Read on to see what ideas have changed us for the better – and share what ideas have changed you!
#1 – ‘Up and to the Right’
An expression we first heard at LifeServe 2011, this saying from Pastor Rick Rusaw of LifeBridge Christian Church has had us talking ever since.
Take a look at this graph. As people move up the X axis (in their depth of engagement) and to the right on the Y axis (in their frequency of engagement), the opportunity for transformation grows. Rick Ruwas attributed much of his ministry’s success to continually thinking how they can make experiences that move people up and to the right – that is to say, into deeper engagement with the people they serve, over a longer/more regular period of time.
As an example, rather than simply buying an animal through Heifer International, a church would also host a series on poverty in a country of their choosing, target their donations to that country, and begin looking for ways to come alongside churches in that part of the world. Rather than settling for an annual event based on money and things, the church would continually seek ways to build deeper connections around that issue.
#2: The Importance of Reflection
It’s very easy to charge ahead of ourselves, moving from one project or task to the next without pause. But as this information from Kent Sate University indicates, taking time to rest and reflect allows us to recognize and own the impact of our experiences.

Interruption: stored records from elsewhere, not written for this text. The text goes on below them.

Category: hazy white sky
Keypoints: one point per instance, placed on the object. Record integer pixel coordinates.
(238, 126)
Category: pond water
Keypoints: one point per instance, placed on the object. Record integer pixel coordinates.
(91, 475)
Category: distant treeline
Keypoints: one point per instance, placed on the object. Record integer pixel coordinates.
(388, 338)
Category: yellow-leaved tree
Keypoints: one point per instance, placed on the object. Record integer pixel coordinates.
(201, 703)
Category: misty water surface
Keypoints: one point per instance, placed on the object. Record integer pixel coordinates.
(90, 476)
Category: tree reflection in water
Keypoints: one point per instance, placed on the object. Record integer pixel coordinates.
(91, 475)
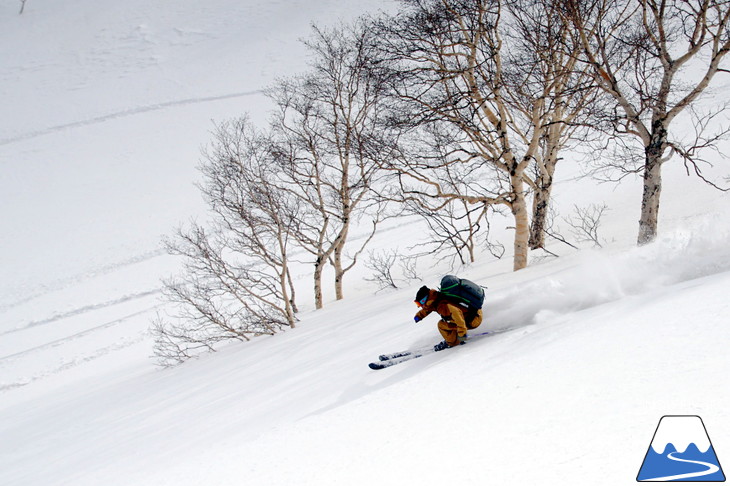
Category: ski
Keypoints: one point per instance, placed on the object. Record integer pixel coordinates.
(392, 359)
(386, 363)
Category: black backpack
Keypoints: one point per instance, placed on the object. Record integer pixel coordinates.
(462, 291)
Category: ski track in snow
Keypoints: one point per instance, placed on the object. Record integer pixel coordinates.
(83, 310)
(124, 113)
(68, 282)
(76, 359)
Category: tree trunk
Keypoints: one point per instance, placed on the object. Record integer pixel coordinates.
(522, 223)
(648, 223)
(318, 267)
(540, 208)
(339, 274)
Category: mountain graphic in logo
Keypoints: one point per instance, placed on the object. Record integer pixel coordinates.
(681, 451)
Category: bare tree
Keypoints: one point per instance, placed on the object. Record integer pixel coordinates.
(585, 223)
(331, 138)
(237, 281)
(450, 64)
(655, 58)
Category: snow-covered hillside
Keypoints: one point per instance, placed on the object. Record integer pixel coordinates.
(106, 107)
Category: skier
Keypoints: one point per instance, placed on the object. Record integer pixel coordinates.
(456, 317)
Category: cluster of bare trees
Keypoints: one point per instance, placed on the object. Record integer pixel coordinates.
(287, 194)
(455, 110)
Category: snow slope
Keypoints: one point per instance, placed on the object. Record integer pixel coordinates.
(110, 103)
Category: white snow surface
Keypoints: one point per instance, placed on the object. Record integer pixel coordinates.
(106, 106)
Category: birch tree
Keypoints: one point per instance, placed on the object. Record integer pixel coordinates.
(655, 58)
(236, 281)
(330, 137)
(450, 64)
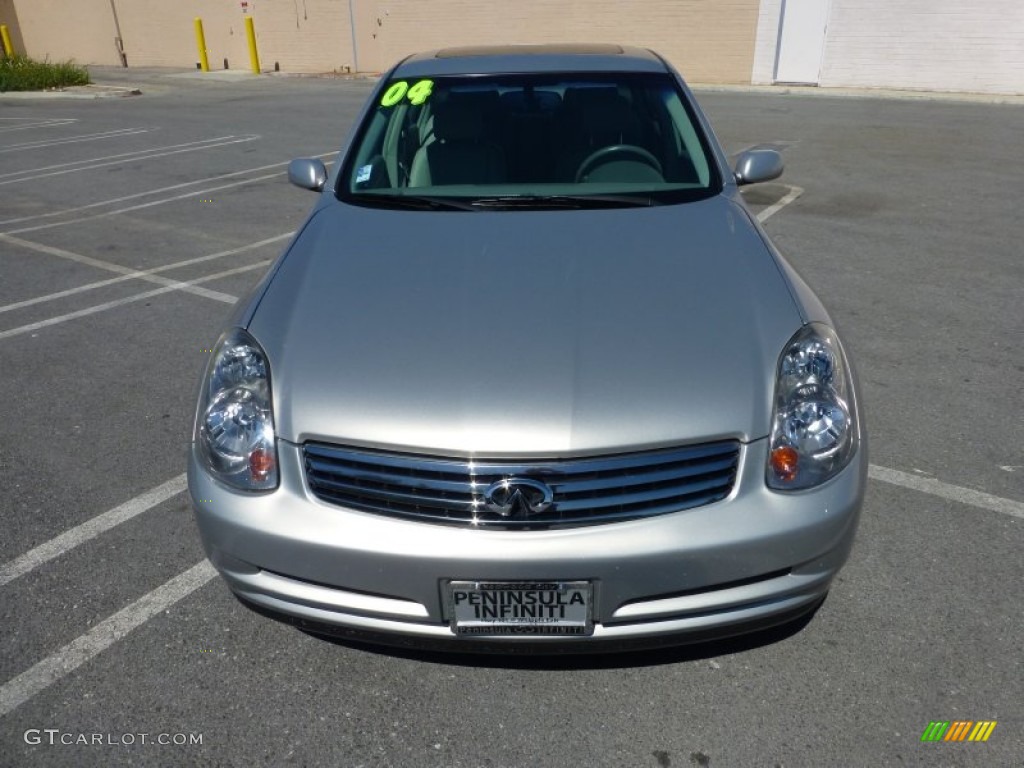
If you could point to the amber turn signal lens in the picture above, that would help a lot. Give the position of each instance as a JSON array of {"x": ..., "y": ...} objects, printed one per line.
[
  {"x": 783, "y": 462},
  {"x": 260, "y": 464}
]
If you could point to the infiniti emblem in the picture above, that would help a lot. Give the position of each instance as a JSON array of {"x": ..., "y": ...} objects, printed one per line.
[{"x": 517, "y": 497}]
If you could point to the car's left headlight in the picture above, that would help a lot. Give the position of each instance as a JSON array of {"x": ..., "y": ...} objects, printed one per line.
[
  {"x": 814, "y": 424},
  {"x": 235, "y": 423}
]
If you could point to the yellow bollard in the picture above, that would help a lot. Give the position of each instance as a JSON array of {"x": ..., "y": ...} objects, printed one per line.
[
  {"x": 8, "y": 48},
  {"x": 253, "y": 55},
  {"x": 204, "y": 62}
]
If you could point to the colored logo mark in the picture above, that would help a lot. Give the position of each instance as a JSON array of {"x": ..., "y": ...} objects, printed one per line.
[{"x": 958, "y": 730}]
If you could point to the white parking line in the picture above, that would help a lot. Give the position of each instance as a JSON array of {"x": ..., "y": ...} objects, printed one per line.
[
  {"x": 946, "y": 491},
  {"x": 89, "y": 529},
  {"x": 124, "y": 199},
  {"x": 142, "y": 274},
  {"x": 57, "y": 666},
  {"x": 25, "y": 145},
  {"x": 52, "y": 123},
  {"x": 137, "y": 297},
  {"x": 140, "y": 206},
  {"x": 767, "y": 213},
  {"x": 124, "y": 158},
  {"x": 112, "y": 267}
]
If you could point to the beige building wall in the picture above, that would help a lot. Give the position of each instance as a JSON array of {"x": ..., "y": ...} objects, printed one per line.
[
  {"x": 708, "y": 40},
  {"x": 8, "y": 17},
  {"x": 57, "y": 30}
]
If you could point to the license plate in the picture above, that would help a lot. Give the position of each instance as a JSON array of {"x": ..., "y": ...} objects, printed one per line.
[{"x": 528, "y": 608}]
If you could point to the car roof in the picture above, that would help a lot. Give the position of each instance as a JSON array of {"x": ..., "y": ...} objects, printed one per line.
[{"x": 508, "y": 58}]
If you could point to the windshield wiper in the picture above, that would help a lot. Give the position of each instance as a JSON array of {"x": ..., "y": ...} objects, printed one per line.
[
  {"x": 415, "y": 202},
  {"x": 565, "y": 201}
]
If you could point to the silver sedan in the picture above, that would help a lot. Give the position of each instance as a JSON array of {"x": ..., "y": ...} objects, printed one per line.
[{"x": 530, "y": 377}]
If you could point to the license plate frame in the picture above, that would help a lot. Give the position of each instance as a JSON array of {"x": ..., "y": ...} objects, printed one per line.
[{"x": 506, "y": 608}]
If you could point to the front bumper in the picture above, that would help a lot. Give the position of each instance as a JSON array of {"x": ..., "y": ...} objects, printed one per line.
[{"x": 752, "y": 560}]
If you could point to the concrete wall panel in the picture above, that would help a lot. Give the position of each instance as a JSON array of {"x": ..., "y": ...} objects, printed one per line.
[{"x": 709, "y": 41}]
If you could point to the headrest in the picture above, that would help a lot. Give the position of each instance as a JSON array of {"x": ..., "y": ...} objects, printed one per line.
[
  {"x": 458, "y": 122},
  {"x": 607, "y": 114}
]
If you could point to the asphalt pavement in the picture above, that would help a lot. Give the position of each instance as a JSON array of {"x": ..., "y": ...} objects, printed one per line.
[{"x": 129, "y": 224}]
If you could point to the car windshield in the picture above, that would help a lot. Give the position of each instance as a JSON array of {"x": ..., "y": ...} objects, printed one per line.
[{"x": 525, "y": 140}]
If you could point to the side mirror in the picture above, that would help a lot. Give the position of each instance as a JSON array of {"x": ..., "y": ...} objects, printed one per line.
[
  {"x": 308, "y": 173},
  {"x": 758, "y": 165}
]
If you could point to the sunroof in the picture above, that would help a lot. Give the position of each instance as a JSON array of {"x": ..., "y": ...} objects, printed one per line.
[{"x": 519, "y": 50}]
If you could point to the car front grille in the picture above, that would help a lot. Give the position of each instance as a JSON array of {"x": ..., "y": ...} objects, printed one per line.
[{"x": 583, "y": 492}]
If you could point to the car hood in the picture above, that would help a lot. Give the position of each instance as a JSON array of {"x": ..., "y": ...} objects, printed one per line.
[{"x": 525, "y": 333}]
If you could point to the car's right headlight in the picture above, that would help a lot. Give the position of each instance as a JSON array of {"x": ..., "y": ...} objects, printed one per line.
[
  {"x": 235, "y": 423},
  {"x": 814, "y": 424}
]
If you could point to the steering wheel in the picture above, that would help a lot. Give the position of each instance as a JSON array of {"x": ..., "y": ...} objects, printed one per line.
[{"x": 602, "y": 155}]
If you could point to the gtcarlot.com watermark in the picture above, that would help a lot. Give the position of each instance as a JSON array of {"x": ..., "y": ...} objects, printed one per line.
[{"x": 55, "y": 737}]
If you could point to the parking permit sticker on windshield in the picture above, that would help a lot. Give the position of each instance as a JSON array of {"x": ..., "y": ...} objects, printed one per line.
[{"x": 417, "y": 93}]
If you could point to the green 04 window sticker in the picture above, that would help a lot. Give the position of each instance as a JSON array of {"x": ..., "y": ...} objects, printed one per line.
[{"x": 417, "y": 93}]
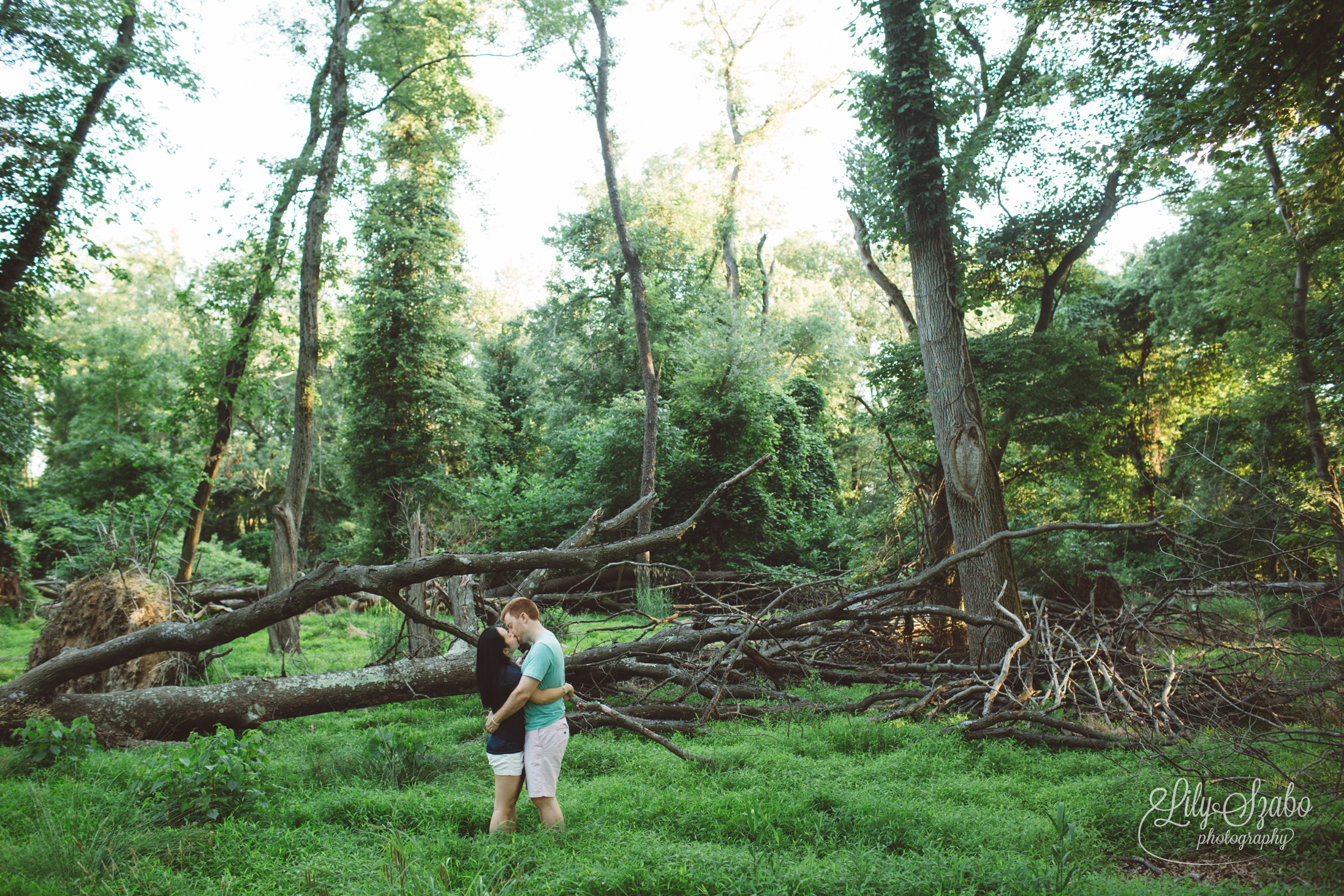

While we’ve always encouraged reflection for volunteers, we’ve taken steps to incorporate regular reflection in our work here at Send Me. Three pieces of presentation paper hang in our office, reminding us to take note of where we saw the needle moving, where we saw God moving, and what we consider to be the “best of” each month. It’s increased our thankfulness and helped us keep abreast of great things going on around us – it’s made a great impression on our work environment, too!
#3: Keep things R.E.A.L.
A practice championed by our own Matthew Schultz, “keeping it REAL” reminds us to do all we can to make things Relational, Experiential, Applicable, and Learner-Based. This philosophy, pioneered by Church Volunteer Central, asks us to relate to people in ways that connect them with others, their experience, their everyday needs, and their desire to excel.
How do you keep things R.E.A.L with your church and/or volunteers? Where do you build in time for reflection? How do you gauge transformation in your church/program and people?